After the United States and the European Union slapped sanctions on Russian state banks and major industries last month, Russia responded with a wide-ranging ban on food products imported from those countries.
Inspections took place or were planned in dozens of regions, Russian news agencies reported, quoting regional representatives of the federal regulatory agency, Rospotrebnadzor. It was unclear how many restaurants were affected, and whether any of them were closed down as a result.
On Wednesday, the agency ordered four Moscow restaurants to suspend operations, citing numerous violations of sanitary laws. McDonald's said only three of those restaurants were closed.
One of those restaurants, on Moscow's central Pushkin Square, was the first to open in the Soviet Union in 1990, drawing crowds of thousands that circled around the block.
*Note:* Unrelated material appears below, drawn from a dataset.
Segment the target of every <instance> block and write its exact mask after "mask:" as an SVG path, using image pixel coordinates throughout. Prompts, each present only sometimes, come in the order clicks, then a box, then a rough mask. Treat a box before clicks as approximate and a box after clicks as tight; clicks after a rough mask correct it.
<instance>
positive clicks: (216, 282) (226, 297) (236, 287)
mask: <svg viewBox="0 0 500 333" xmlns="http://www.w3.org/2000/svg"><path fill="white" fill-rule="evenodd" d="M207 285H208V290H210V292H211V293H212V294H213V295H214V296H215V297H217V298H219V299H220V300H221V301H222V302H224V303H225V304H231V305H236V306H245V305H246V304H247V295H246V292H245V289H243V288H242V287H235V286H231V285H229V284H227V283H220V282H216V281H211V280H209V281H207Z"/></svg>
The restaurant became a symbol of reform and openness with the West, and today it is one of the company's most visited venues in Russia.
News reports on Russian state television, which plays a powerful role in shaping public opinion, included interviews with passers-by who offered their opinions on the unhealthiness of the restaurants' fast food and noted that Russia now has plenty of homegrown alternatives.
In a statement posted on the Russian version of its website Wednesday, the company said it was studying the regulatory agency's complaints to determine what needed to be done to reopen the restaurants as soon as possible. McDonald's 435 restaurants in Russia include 115 in Moscow, where some 12,000 people are employed.